Strategic Command WWII: World at War seems to fall into a happy medium of a war game that is not an adaptation of one of those extremely detailed board games that take into account specific weapons systems, numbers and types of tanks in a unit, ammunition types, tactical doctrines, and other minutiae that require a Ph.D. in military science or a four-year education at a military academy. 

Obviously, Strategic Command WWII: World at War does concern itself with some of those issues, but unlike Gary Grigsby's War in the West, most of those game mechanics are simplified and handled by the AI. So even though each country can conduct research and development to improve technologies and tactics, you don't have to spend a lot of time worrying about what to research and what new technologies you may want to develop. I mean, you can look at your Research tab and tell your R&D team what to work on, but you don't have to. 

Now, it's worth pointing out that Strategic Command WWII: World at War has a plethora of features that give players a taste of how difficult it is for a major power to fight a global conflict. For example, you can play WAW with "Weather" as a variable that affects how units fight and move under different climatic conditions. 

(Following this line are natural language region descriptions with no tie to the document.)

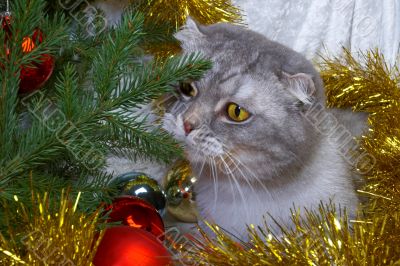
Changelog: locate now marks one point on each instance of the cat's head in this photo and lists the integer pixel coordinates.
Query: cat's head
(250, 106)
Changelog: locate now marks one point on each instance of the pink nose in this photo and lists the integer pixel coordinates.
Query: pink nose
(187, 127)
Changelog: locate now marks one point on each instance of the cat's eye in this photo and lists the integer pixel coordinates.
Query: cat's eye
(237, 113)
(188, 89)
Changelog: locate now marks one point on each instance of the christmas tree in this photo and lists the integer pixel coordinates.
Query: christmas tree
(55, 134)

In this screenshot, the Battle of France has somehow dragged on until January of 1941. Axis air units and a V-1 rocket squadron are stationed in Northern France, West Germany, Italy, and the Low Countries, but most of them are grounded by snow and inclement weather common in the winter months in Northwest Europe. © 2018 Fury Software/Matrix Games/Slitherine Ltd.



If you activate Weather effects when you set up a new game, you will not just see large sections of your map showing precipitation, rough seas, or even dust storms in the desert, but you will find that your units won't perform well in bad weather. If it is snowing or raining, air units can't fly. Land units will get mired in muddy terrain. Enemy units in North Africa can't be spotted during a dust storm, and you'll get reports from ships suffering damage from rough seas if you let them linger too long in one operational area.

There are other war-related concepts depicted in the game, including partisan uprisings in occupied territories, the effects of terrain on movement and supplies, conducting economic warfare, and the importance of planning and production of new units. Though it sounds terribly complicated, Strategic Command WWII: World at War is a joy to play because even though you should think about such things when you play a game, the designers have done a good job of balancing real-world concepts and ease of play. 

Strategic Command WWII: World at War is a fun, entertaining, and challenging war game that allows players to try different strategies and make decisions that allow them to either recreate history or change the outcome of the war. When playing against the computer, you can control all the nations in your coalition or let the AI take over one or more of your allies so you can focus on one country's war effort. 

Will you, as leader of Germany, invade Great Britain after the Battle of France and deny the Allies a launching pad for a cross-Channel invasion later on in the war? Will you lead Japan into a victorious series of campaigns against America even as you struggle to conquer China? Or will you, as head of the Allied coalition, forgo an invasion of Axis-held North Africa and attempt a landing in France in 1943?

Your armies await your orders, sir. The navy and air force are standing by. If you like strategy games but don't have the patience to get one of those too-complex-for-the-average-person simulations, Strategic Command WWII: World at War is the perfect gaming alternative.